Cross-posted at Colorlines.com.
There can be no more doubt about what today's GOP stands for. From mosques and birthrights to lazy laid-off workers, the Republican Party has concocted one way after another to pander to the most reactionary emotions of its base. But if Republicans win back Capitol Hill, they will have Democrats to thank. Because the Dems' timid rejoinder to the GOP's summer of demagoguery similarly reveals how afraid they are of debating our defining values. And like all fears, theirs is ultimately self-defeating.
The orchestrated absurdity surrounding a Muslim community center in Lower Manhattan is but the latest, if most bald example of the GOP's attempt to conquer by division. The "debate" Newt Gingrich, Sarah Palin and House Republicans have stirred couldn't be more divorced from reality. The center is neither a mosque nor located on Ground Zero. And local authorities, to whom conservative ideology professes deference, have resolved zoning issues to their satisfaction. But the facts don't matter. Republicans are building a cultural consensus, not making policy.
On the stump, candidates have dressed up their objections in sensitivity to the 9/11 families. For that logic to work, one has to assume both that no 9/11 families are Muslim and that Islam is defined by terrorism. It's an easy slide from either notion to Gingrich's comparison of the community center's developers with Nazis—a slur that defied both reason and decency.

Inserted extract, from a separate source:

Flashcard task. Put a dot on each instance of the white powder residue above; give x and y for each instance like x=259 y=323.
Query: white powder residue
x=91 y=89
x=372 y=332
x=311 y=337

Democrats have responded by pointing to the Constitution. But the mosque mania is no more about constitutional law than is the Republican leadership's sudden interest in the Fourteenth Amendment. Nor, speaking of constitutional law, did the Republican bashing of Thurgood Marshall during Elena Kagan's confirmation hearings have a thing to do with weighing her judicial philosophy. Rather, all of these "debates" are successful attempts to turn policy questions into referendums on our national identity—who we are and what we value.
A CNN poll last week suggested the referendum results are lopsided. Nearly seven out of ten respondents opposed plans "to build a mosque two blocks from the site" of 9/11. Nearly half favored rewriting the Fourteenth Amendment in order to deny citizenship to the US-born children of undocumented parents. Half also said they don't think gays and lesbians have a constitutional right to marriage.
What do all of these questions have in common? They concern issues Republicans have hammered and Democrats have dodged. On issue after issue, the Republicans' divisive ideas for America's core values win out because Democratic leaders refuse to articulate a set of progressive American values.
Much has been made of President Obama's back and forth on the Muslim community center. But even his initial statement hardly represented a spirited response to days worth of anti-Muslim vitriol.
"As a citizen, and as president, I believe that Muslims have the same right to practice their religion as everyone else in this country," he said. "And that includes the right to build a place of worship and a community center on private property in Lower Manhattan, in accordance with local laws and ordinances."
Never mind the local ordinances. Palin was correct, sadly, when she responded to Obama by Tweeting, "We all know that they have the right to do it, but should they? This is not above your pay grade."
Obama convinced many voters—myself included—that whatever his politics, he was a leader capable of forcefully articulating a new set of values to guide America through perilous times. This summer has proven him either unwilling or unable to meet that charge.
He has said he isn't commenting on the "wisdom" of building the Muslim community center, but that's precisely what we so desperately need him to do. Are we the kind of community that holds religious plurality and freedom at its core or aren't we? Do we believe immigration enriches our communities or don't we? Are America's gay and lesbian relationships as legitimate as straight ones or aren't they? Are we a country that accepts nearly double-digit unemployment or not? Indeed, even on the economy, the real, agenda-shaping questions are value-based ones that Republicans consistently force and Democrats consistently dodge.
What's so striking is that one of the president's most widely lauded accomplishments came before he took office: his Philadelphia speech on race. Reportedly, top campaign advisers urged him not to give that speech, in order to avoid a distracting fight about race. Wisely, Obama recognized that race had become the main event—and that Republicans were going to beat on him whether he fought or not. We all saw what happened when he stood up and pushed back by passionately articulating a set of progressive values.
That's something Obama did again and again on the campaign trail, actually. On healthcare. On energy. On the economy. Yes, governing means moving the levers of government, not just running your mouth. But a values stance will always trump one that's focused on "local laws and ordinances" in the American political sphere. And as long as the president and his party avoid taking one, the Republican demagoguery will continue to dominate.